3 No-Cost Things You Can Do to Improve Your Website and Search Rankings

These easy changes will increase your traffic and improve your placement on search results.

3 No-Cost Things You Can Do to Improve Your Website and Search Rankings
Andy Crestodina

by Andy Crestodina

Co-Founder / Chief Marketing Officer at Orbit Media

Some website changes are expensive. They take time and money, designers, and programmers. But a lot of website changes take very little time and cost nothing. They are simple content changes, done through the content management system.

And these are often the changes that can make the biggest difference.

So let’s take a look at three of the fastest, simplest changes that you can make to your website without getting an invoice in the mail. Sound good?

 

Change #1: Setting Up Search Friendly Navigation

Although it’s a fundamental part of the site, navigation changes are usually easy. Your website navigation is probably text-based links, rather than image-based buttons. So it a few strokes on your keyboard is all it takes to change the labels in your menus.

Those little labels can make a big difference in search. Why? Because they indicate the relevance of the pages they link to.

 

Here are some example:

  • Solutions …this doesn’t indicate relevance for anything in particular, so it doesn’t let a search engine know what you do.

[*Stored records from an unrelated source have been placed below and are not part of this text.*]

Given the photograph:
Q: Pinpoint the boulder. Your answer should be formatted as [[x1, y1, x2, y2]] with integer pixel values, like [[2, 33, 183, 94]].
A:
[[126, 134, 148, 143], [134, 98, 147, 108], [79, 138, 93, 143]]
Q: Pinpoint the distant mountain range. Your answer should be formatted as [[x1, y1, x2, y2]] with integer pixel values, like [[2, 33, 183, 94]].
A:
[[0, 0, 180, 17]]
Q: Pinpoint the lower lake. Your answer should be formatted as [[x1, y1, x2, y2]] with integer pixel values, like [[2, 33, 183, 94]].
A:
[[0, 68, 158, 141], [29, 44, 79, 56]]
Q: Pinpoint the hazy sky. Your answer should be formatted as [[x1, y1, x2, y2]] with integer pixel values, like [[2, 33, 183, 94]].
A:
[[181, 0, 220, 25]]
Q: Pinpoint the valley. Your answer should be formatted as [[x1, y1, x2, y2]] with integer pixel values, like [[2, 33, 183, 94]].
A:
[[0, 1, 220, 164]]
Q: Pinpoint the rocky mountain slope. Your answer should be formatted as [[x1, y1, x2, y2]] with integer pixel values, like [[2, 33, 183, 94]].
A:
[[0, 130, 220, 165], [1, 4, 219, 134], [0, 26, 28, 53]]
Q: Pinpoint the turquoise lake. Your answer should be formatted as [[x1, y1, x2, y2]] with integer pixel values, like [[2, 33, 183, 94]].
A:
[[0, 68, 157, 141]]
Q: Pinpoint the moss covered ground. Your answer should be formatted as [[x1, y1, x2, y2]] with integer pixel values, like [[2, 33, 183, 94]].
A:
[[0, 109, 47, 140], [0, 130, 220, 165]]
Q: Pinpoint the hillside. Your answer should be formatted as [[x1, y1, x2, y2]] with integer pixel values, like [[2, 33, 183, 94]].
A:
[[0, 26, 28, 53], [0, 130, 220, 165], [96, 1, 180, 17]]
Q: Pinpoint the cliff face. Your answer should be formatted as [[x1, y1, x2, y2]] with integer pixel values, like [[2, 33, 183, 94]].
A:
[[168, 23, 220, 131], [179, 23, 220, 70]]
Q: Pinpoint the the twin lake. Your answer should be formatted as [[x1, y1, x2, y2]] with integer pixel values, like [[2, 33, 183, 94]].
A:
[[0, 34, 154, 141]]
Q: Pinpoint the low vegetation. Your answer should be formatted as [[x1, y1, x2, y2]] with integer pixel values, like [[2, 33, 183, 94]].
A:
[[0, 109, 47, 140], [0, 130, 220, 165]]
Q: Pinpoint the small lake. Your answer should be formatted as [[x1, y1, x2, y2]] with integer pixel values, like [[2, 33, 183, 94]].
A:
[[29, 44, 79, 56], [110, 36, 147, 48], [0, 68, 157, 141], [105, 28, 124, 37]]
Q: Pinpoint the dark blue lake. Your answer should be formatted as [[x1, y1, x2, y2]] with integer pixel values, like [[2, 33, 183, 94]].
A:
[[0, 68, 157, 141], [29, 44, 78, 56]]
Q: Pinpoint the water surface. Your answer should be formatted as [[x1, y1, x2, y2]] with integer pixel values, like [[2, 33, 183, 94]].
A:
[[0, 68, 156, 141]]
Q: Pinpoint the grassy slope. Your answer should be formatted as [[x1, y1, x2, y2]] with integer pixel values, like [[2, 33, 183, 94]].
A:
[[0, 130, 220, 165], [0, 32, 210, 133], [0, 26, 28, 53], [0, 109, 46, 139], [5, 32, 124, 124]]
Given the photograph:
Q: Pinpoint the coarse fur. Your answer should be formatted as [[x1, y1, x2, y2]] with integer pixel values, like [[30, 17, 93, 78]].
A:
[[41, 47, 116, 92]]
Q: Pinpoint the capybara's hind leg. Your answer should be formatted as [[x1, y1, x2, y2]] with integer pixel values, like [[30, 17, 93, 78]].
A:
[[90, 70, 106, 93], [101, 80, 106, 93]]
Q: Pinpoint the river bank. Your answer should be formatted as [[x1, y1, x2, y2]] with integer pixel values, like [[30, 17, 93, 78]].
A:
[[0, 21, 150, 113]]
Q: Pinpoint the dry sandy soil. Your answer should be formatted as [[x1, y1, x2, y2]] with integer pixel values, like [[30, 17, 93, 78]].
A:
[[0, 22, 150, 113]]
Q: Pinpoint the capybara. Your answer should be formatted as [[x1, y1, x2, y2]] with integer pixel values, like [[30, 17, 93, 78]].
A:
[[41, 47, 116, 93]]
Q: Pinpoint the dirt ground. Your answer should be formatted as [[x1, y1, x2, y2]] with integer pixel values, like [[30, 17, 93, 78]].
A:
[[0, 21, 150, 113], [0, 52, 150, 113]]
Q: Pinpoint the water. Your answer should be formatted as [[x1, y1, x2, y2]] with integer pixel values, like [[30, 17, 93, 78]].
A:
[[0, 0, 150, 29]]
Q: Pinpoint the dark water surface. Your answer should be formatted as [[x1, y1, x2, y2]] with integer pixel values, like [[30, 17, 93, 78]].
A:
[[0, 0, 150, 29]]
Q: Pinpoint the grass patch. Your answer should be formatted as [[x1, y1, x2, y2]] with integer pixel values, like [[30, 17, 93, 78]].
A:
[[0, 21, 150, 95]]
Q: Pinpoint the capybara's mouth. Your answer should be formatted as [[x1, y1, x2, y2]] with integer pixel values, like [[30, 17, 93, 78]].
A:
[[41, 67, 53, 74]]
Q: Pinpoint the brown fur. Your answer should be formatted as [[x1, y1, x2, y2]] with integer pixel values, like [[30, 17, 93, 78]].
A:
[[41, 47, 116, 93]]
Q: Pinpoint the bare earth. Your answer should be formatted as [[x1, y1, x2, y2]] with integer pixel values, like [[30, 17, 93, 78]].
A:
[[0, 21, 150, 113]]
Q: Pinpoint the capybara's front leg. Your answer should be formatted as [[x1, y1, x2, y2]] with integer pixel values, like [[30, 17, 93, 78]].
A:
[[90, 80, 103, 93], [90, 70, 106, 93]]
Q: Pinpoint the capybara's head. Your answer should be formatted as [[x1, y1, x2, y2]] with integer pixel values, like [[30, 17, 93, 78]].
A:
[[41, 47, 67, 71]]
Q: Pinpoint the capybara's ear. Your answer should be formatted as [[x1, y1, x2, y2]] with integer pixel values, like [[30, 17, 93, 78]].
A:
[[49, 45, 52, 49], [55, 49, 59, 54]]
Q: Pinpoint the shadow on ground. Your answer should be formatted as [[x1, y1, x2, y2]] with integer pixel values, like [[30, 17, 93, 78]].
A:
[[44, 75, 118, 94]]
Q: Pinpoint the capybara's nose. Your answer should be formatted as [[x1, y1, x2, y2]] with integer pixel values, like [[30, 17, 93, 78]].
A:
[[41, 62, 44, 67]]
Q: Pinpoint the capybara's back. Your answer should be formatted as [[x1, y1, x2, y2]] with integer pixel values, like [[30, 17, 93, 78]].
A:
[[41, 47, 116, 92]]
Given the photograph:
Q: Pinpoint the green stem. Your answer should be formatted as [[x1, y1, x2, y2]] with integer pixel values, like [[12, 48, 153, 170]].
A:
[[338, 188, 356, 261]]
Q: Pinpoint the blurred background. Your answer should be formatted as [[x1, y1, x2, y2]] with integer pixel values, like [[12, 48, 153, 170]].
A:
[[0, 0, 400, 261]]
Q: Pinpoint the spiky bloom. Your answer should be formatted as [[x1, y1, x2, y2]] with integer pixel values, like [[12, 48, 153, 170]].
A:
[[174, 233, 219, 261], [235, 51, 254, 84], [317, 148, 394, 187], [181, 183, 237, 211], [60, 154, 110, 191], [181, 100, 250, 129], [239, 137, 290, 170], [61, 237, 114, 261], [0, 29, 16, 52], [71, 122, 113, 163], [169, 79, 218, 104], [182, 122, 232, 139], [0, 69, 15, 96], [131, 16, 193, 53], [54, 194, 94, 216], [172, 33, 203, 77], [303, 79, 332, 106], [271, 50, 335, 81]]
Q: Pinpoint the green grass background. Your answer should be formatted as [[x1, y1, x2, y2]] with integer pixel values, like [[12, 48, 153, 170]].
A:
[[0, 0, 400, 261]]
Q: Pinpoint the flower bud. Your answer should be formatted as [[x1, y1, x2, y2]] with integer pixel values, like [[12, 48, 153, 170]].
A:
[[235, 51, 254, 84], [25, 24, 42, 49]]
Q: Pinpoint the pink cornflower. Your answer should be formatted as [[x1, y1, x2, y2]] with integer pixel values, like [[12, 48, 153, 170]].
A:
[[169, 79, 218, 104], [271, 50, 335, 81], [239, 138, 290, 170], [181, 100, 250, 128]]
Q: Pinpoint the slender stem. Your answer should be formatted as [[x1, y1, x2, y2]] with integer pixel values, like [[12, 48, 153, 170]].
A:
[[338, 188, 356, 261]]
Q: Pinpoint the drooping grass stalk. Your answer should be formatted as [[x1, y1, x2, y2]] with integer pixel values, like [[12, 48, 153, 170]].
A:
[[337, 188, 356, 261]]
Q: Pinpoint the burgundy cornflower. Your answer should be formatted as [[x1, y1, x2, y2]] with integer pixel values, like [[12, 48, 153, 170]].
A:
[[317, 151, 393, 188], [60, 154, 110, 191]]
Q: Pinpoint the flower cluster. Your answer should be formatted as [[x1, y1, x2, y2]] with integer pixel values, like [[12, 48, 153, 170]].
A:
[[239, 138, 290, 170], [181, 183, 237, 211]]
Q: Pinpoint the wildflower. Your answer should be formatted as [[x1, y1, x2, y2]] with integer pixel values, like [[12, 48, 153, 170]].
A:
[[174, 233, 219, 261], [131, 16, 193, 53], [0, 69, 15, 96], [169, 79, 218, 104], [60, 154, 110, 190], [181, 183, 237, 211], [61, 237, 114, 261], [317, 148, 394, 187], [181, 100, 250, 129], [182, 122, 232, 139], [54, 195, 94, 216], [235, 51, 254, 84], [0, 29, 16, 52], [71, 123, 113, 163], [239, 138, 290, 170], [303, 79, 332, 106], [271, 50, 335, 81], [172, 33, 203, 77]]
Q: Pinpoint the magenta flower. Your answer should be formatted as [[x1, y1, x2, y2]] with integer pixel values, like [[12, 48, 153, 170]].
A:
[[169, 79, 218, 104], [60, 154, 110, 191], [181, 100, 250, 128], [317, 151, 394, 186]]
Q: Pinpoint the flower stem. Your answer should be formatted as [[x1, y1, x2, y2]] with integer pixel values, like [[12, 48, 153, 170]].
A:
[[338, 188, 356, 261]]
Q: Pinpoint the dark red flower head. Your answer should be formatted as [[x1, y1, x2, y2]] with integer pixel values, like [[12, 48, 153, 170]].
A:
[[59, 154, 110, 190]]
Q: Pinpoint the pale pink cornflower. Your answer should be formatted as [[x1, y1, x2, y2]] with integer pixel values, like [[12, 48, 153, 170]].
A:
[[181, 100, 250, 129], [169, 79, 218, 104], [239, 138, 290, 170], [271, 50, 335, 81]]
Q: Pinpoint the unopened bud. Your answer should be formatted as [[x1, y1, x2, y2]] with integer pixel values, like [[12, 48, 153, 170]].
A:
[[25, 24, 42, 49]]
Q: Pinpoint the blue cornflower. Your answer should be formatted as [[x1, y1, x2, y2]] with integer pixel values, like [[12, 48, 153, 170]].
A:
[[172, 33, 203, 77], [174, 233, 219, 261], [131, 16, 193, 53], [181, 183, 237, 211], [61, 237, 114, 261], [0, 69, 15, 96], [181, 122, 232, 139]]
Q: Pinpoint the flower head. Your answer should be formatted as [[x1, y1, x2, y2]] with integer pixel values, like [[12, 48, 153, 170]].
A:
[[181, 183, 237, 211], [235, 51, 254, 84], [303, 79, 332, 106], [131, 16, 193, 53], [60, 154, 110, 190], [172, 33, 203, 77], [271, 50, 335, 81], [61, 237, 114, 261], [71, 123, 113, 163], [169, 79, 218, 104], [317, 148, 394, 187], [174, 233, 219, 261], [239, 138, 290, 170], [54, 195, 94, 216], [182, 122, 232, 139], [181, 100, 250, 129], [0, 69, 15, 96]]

It’s vague and it’s not search friendly.
  • Marketing Services …this tells search engines and visitors what business you’re in. Much better. But it still isn’t a phrase that your audience is likely to search for. It’s very general.
  • Branding and Messaging Services …this is much more specific. This is going to let visitors know what they’re going to get if they click, and it tells a search engine precisely what the page is about.

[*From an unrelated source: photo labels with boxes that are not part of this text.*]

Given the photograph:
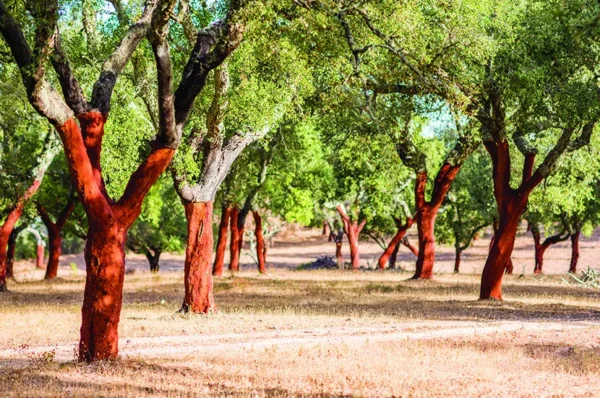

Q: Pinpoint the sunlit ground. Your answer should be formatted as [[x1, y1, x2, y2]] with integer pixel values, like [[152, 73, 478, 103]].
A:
[[0, 270, 600, 397]]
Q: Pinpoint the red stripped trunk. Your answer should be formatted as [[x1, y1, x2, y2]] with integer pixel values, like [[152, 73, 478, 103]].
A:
[[480, 205, 526, 300], [252, 211, 267, 274], [533, 245, 548, 275], [213, 205, 231, 276], [337, 205, 366, 271], [79, 219, 126, 362], [6, 229, 18, 278], [44, 228, 62, 279], [412, 163, 461, 279], [181, 202, 214, 314], [229, 207, 240, 271], [0, 180, 42, 292], [454, 245, 462, 274], [402, 236, 419, 256], [479, 140, 541, 300], [35, 243, 45, 269], [347, 225, 360, 271], [569, 229, 581, 274], [388, 243, 400, 269], [413, 206, 437, 279], [335, 240, 344, 269], [378, 217, 413, 270], [321, 221, 331, 237], [67, 112, 175, 362]]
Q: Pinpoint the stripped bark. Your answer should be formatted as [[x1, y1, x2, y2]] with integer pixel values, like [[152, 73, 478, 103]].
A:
[[336, 205, 367, 271], [477, 84, 595, 300], [378, 217, 414, 270], [0, 0, 247, 361]]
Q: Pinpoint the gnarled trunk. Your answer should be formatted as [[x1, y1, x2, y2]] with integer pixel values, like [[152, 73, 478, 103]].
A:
[[229, 206, 240, 271], [569, 228, 581, 274], [479, 204, 527, 300], [213, 205, 231, 276], [35, 243, 46, 269], [6, 228, 19, 278], [181, 202, 214, 314], [402, 236, 419, 256], [454, 245, 462, 274], [412, 162, 462, 279], [252, 211, 267, 274], [336, 205, 366, 271], [79, 222, 126, 362], [413, 206, 437, 279], [388, 243, 400, 269], [335, 240, 344, 269], [321, 221, 331, 237]]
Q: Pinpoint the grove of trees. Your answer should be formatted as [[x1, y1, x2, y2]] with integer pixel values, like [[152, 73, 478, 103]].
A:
[[0, 0, 600, 362]]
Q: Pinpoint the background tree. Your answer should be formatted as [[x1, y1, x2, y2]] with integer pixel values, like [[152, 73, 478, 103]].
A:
[[436, 149, 496, 272]]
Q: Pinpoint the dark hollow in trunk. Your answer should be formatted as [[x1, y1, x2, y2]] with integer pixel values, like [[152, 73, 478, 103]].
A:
[[454, 245, 462, 274], [569, 228, 581, 274], [229, 206, 241, 272], [252, 211, 267, 274], [181, 202, 214, 314], [378, 217, 413, 270], [213, 205, 231, 276]]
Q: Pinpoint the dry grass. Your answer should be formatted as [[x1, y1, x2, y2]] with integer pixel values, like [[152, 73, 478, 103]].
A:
[[0, 270, 600, 397]]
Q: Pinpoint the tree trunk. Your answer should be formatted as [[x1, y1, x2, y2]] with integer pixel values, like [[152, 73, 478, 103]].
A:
[[336, 205, 366, 271], [321, 221, 331, 237], [378, 218, 413, 270], [144, 249, 162, 274], [412, 206, 437, 279], [252, 211, 267, 274], [388, 243, 400, 269], [6, 229, 19, 278], [454, 245, 462, 274], [35, 243, 45, 269], [412, 163, 462, 279], [479, 202, 527, 300], [213, 205, 231, 276], [402, 236, 419, 256], [335, 240, 344, 269], [181, 202, 214, 314], [79, 219, 127, 362], [348, 225, 360, 271], [44, 229, 62, 279], [569, 228, 581, 274], [533, 245, 548, 275], [229, 207, 240, 271]]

So ask yourself: Is your website navigation generic? Is it common to millions of other websites? Or it is specific and descriptive?

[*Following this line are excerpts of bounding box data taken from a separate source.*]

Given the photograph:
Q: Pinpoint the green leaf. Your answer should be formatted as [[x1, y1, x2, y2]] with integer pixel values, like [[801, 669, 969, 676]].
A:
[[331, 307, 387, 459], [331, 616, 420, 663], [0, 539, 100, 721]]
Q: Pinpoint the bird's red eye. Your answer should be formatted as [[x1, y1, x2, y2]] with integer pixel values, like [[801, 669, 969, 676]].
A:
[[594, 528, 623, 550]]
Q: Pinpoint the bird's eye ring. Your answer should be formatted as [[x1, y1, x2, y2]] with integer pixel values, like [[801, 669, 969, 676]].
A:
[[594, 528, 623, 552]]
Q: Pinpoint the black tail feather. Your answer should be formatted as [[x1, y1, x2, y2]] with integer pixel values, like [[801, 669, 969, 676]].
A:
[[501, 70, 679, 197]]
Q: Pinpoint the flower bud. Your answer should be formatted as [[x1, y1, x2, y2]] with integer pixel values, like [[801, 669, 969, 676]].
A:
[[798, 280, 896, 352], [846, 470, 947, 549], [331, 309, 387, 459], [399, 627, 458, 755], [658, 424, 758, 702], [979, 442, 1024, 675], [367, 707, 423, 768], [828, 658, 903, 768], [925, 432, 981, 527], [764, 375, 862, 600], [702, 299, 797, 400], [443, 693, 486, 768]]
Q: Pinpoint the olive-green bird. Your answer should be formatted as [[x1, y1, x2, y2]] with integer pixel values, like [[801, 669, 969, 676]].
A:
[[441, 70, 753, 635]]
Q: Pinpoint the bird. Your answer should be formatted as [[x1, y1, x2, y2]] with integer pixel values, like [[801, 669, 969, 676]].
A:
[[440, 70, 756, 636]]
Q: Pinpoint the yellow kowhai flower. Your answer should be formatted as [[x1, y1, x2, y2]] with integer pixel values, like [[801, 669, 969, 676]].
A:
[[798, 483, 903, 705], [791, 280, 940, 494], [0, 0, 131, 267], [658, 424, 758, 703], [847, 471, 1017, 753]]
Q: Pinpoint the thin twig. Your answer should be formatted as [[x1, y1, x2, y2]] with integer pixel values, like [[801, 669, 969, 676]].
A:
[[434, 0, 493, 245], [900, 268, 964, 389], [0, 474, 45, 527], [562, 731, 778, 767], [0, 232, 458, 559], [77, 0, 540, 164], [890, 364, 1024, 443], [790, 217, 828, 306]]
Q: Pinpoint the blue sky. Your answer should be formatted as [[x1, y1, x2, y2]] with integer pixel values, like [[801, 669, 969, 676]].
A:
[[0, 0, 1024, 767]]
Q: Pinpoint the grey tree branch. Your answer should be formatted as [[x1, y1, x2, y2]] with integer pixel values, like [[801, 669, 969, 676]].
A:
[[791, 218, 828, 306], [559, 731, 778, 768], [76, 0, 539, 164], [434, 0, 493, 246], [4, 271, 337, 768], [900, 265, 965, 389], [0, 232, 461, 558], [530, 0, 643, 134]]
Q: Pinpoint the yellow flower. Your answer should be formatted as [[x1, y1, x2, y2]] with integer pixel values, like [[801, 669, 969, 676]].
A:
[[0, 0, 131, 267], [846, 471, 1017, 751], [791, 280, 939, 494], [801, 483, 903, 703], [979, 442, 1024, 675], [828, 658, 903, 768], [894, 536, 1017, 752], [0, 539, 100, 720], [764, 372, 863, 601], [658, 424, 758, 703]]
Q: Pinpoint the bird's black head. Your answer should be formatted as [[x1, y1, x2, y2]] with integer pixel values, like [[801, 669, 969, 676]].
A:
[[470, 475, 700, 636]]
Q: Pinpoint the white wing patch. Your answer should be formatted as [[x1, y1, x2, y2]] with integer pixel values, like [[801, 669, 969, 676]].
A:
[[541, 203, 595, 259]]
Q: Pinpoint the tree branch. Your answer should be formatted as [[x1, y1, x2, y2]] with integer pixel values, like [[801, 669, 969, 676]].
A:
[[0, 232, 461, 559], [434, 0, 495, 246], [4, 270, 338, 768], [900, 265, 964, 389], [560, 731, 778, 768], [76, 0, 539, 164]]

For more tips on improving your menus, read our website navigation best practices.

 

Change #2: Make Pages For Each Service You Offer

Now you’re on your way to creating search-friendly navigation and better yet, an entirely search-friendly sitemap. The goal is to have lots of pages that are relevant for lots of phrases!

It’s great to have a general page with a list of everything you do, but make sure it also links to a page for each specific thing you do. This way, each page has the chance to rank for the specific phrase. After all, Google doesn’t rank websites. Google ranks web pages.

Here’s what your sitemap may look like eventually…

 

Change #3: Format Your Pages for Scanners

Ever landed on a page and hit a wall of text? With huge paragraphs? And a small typeface? It’s a common problem and it’s easy to fix.

What most marketers don’t realize is that huge blocky paragraphs are also bad for SEO. It’s for an indirect reason related to “user interaction signals.” Here’s how it works.

Someone searches for something, they see one of your pages ranking high in search results and they click on it. The land on a page with big, dense blocks of text …and they hit the back button after just a few seconds.

If they spent just a short amount of time on the page and then hit the back button, that’s called the “short click” and it’s a bad signal to send to Google.

But if they spend a long time on the page before hitting the back button, that’s called the “long click” and it sends a very good signal to Google.

 

And if the visitor sees a ton of text, no images, nothing of visual interest, they are more likely to hit the back button. So formatting affects user interaction signals which affect search rankings.

And beyond SEO concerns, big chunky blocks of text are bad for your visitors and your conversion rate. So make sure to include lots of formatting in your content. Here’s a shortlist of great ways to make your content more scannable…

  • Multiple images
  • Short paragraphs
  • Bolding and italics
  • Internal links
  • Bullet lists and numbered lists

For examples of each of these, just scroll up and look at this post. We’ve included all of them.

Great pages are easy to scan.

 

Done, Done, and Done

It may be tempting to redesign your homepage. It may be tempting to hire a developer to build a fancy new feature. But the return on investments for these efforts will be far lower than the simple actions we’ve outlined here. The actions here have an extremely low investment. They’ll take a little time, but there is no cost.

Fast, simple changes that lead to durable marketing advantages. That’s great digital marketing.